We have one of Mr Peters' MPs to thank for Mr Glenn's illuminating visit this week. He says it was when Dail Jones called him a liar that he decided to go back through his records and bring the telling evidence to the committee. Armed with telephone records, email, and a sworn affidavit from a corroborating witness he was able to prove to the satisfaction of the fair-minded that it is not him who is the liar. Mr Peters, he said, personally solicited the donation in the telephone call shown on his records, and personally thanked him for it when they met at the Karaka horse sales, long before Mr Peters began issuing public denials of any such thing. Matamata horse trainer Paul Moroney says he heard Mr Peters express his gratitude at Karaka.
So there it is. For the best part of a 30-year career in politics, Winston Raymond Peters has been parading himself as a unique paragon of virtue in a nest of political corruption. He alone could resist the seductions of big business, he was in nobody's pocket, he was fighting the people's fight against corporate chicanery and foreign control. And thousands believed him.
Perhaps the most telling testimony from Mr Glenn this week came in an interview on TV3 just after his evidence to the privileges committee. He mentioned that in the course of soliciting the donation Mr Peters asked that it be kept confidential. Of course the New Zealand First leader would want it kept confidential that his party relies on money from the same sort of benefactors that help other parties.
But it is one thing to try to keep the truth confidential, it is another to deny it when directly asked. Then it becomes a lie. Mr Glenn was happy to keep his donation confidential but was not prepared to deny it, if asked. As he said to his adviser, "You mean I should deny donating to NZ First, when I did?" He was advised to refer the question to NZ First. By implication, Mr Peters' party was prepared to lie.

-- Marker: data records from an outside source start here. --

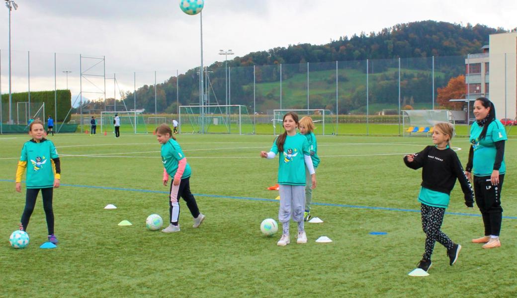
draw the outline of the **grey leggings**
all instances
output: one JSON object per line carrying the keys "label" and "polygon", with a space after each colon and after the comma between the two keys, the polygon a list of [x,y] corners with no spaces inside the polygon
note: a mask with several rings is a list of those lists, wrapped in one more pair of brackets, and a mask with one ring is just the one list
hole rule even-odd
{"label": "grey leggings", "polygon": [[305,207],[305,186],[280,184],[280,208],[278,211],[278,220],[287,223],[293,218],[295,222],[303,221],[303,208]]}

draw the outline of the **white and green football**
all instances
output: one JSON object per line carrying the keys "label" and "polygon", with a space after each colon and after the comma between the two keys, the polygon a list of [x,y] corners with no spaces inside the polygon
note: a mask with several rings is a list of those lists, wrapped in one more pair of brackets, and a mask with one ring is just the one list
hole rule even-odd
{"label": "white and green football", "polygon": [[24,231],[14,231],[9,237],[9,242],[15,248],[23,248],[29,244],[29,234]]}
{"label": "white and green football", "polygon": [[145,227],[150,231],[156,231],[160,229],[163,225],[163,219],[158,214],[151,214],[147,216],[145,220]]}

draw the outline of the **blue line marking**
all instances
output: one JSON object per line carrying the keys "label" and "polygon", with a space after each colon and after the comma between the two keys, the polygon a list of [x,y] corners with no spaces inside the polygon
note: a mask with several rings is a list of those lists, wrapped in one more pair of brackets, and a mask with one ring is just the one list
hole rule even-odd
{"label": "blue line marking", "polygon": [[[13,182],[14,180],[9,179],[0,179],[0,182]],[[147,190],[138,190],[136,189],[124,189],[122,187],[110,187],[107,186],[97,186],[95,185],[82,185],[80,184],[67,184],[62,183],[61,186],[71,186],[73,187],[83,187],[87,189],[96,189],[100,190],[109,190],[112,191],[125,191],[128,192],[139,192],[141,193],[151,193],[154,194],[168,194],[169,192],[163,192],[161,191],[150,191]],[[278,202],[278,200],[272,199],[263,199],[261,198],[250,198],[248,197],[235,197],[231,196],[222,196],[220,195],[205,195],[203,194],[193,194],[194,196],[199,197],[207,197],[209,198],[221,198],[224,199],[233,199],[238,200],[247,200],[250,201],[265,201],[269,202]],[[370,209],[373,210],[386,210],[388,211],[402,211],[404,212],[418,212],[420,213],[420,210],[414,209],[403,209],[401,208],[389,208],[387,207],[375,207],[371,206],[359,206],[358,205],[348,205],[346,204],[332,204],[330,203],[318,203],[313,202],[315,205],[320,206],[330,206],[333,207],[345,207],[348,208],[355,208],[359,209]],[[481,217],[481,214],[473,214],[470,213],[463,213],[461,212],[445,212],[446,214],[451,214],[453,215],[463,215],[465,216],[476,216]],[[503,216],[503,218],[508,219],[517,219],[517,216]]]}

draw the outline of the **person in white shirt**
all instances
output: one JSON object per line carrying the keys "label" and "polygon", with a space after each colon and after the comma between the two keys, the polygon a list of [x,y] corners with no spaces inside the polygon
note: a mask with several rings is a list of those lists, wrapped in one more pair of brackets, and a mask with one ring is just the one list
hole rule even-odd
{"label": "person in white shirt", "polygon": [[120,136],[120,118],[118,117],[118,114],[115,114],[115,118],[113,118],[113,124],[115,124],[115,136],[118,137]]}
{"label": "person in white shirt", "polygon": [[178,133],[178,121],[176,119],[172,120],[172,126],[174,128],[174,134]]}

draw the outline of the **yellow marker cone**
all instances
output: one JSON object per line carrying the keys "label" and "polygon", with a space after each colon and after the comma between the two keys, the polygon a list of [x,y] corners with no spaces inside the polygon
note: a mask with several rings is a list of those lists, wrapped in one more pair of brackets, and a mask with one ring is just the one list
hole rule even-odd
{"label": "yellow marker cone", "polygon": [[124,220],[118,223],[119,226],[132,226],[133,224],[131,224],[128,221]]}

So it began, and so it now ends. The silly thing throughout has been that had Mr Peters told the truth at the outset, no harm would have been done. Nobody could have really believed his career survived on his small party's membership fees. Had he admitted, when asked, that he had needed help with a legal bill, who could have blamed him?
But Mr Peters' instinct was never to be candid. He seemed to have a congenital aversion to the straight answer. Invariably he treated questions from the press as a personal affront, to be met with verbal jousts, semantic denials and obfuscation. His "testimony" on Wednesday night confirmed one other peculiarity about this former lawyer - he is remarkably inarticulate. Swallowing words, blurring the point and scrambling sense. This, wilfully or involuntarily, contributes to the fog of evasion. His appearance failed to rebut a single piece of Mr Glenn's evidence.
Enough of him. New Zealanders should consider today what a debt we owe Owen Glenn. He cared enough for his good name in this country to come here and clear it. In doing so he will surely rid us of a politician who misused his considerable talent and charm to mislead the public on important policies, sow fear and suspicion of change and survive on a populism that has turned out to be not only destructive but dishonest.
Mr Glenn deserved the high honour bestowed on him at New Year for financial endowments such as that of the Auckland University business school. Scarred by his brush with New Zealand politics, he might not realise that he has earned his honour doubly now.